Examples of muscles that you can’t control include the ones in your stomach, your heart, and "the muscles that make goose bumps on your skin." You don’t have to think about making your heart beat. In fact it contracts or beats "about one hundred thousand times a day." There are three different kinds of muscles in your body including skeletal muscles, tendons, and heart muscle. You’ll learn how they look, what they help you do, where they are located in your body, and how they work with other muscles. For example, the biceps and triceps work together to help your lower arm move up and down.

Skeletal muscles are attached to your skeletal system, but "some are attached to other muscles." When you make that funny face many of the muscles you use "are attached to your skin." Skeletal muscles range in shape and size. There are big, powerful ones in your legs and much smaller ones in your hands and eyes. Just in your hands alone there "are about twenty small muscles." You’ll also read about what happens when your muscles get tired, smooth muscles, how these muscles contract automatically, you’ll learn where smooth muscles are in our bodies, what muscle fibers look like under a microscope, what our heart muscle does, and what we need to do to keep our muscles healthy.
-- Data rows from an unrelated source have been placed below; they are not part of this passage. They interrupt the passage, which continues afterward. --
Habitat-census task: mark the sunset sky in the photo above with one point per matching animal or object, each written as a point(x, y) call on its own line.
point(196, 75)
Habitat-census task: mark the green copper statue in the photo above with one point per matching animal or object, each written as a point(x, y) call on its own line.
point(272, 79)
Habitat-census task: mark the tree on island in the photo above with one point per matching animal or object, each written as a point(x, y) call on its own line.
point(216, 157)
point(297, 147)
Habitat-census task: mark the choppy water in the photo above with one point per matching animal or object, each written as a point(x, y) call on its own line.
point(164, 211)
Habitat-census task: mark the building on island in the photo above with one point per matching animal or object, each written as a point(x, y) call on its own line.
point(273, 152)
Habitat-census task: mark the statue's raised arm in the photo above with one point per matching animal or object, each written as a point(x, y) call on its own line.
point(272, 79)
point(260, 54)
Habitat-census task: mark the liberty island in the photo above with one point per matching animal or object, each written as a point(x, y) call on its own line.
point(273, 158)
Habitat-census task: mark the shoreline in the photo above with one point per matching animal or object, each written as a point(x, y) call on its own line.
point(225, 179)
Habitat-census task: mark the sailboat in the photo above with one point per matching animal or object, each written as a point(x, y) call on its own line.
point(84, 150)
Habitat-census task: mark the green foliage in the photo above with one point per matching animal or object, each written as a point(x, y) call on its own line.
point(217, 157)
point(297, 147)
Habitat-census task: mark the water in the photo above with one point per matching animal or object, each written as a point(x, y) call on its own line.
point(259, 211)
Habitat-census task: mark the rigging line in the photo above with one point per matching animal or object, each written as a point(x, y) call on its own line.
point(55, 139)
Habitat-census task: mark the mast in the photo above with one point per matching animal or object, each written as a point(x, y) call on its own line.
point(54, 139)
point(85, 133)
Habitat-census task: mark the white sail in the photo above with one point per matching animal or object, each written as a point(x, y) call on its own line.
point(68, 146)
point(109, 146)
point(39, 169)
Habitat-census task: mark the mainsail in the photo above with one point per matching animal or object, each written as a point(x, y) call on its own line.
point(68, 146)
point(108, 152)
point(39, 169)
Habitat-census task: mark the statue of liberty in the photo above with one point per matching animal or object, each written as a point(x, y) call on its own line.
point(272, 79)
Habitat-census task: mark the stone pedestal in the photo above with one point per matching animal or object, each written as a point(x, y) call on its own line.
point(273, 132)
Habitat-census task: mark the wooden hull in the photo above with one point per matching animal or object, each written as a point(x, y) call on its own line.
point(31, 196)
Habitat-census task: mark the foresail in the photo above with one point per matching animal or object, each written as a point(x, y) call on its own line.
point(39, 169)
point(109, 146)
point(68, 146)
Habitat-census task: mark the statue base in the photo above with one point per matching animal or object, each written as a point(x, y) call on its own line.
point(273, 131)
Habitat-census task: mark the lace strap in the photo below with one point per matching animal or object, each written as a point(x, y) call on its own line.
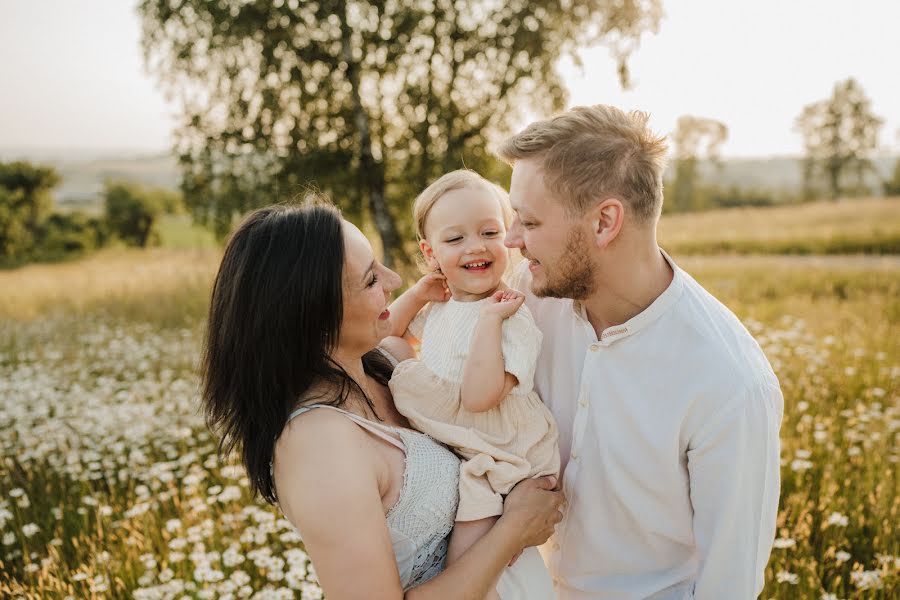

This book is an excellent way for young students to learn about our muscular system. As a beginning nonfiction chapter book, newly independent and independent readers will be able to learn about the musculoskeletal system. The layout of the book is inviting with full-color photographs, diagrams, and microphotographs of muscle cells. Captions add additional informative factual material. For example, next to a microphotograph of heart muscle we read that "Your heart pumps about 3,000 gallons (11,356 liters) of blood through blood vessels each day." In the back of the book is an index, a glossary, a basic diagram of the muscular system, and additional recommended book and website resources. There are free downloadable educational resources on the publisher’s website.

Quill says: If you have students who would like to know how their body works, this is one in a series of six that you may want to add to your list!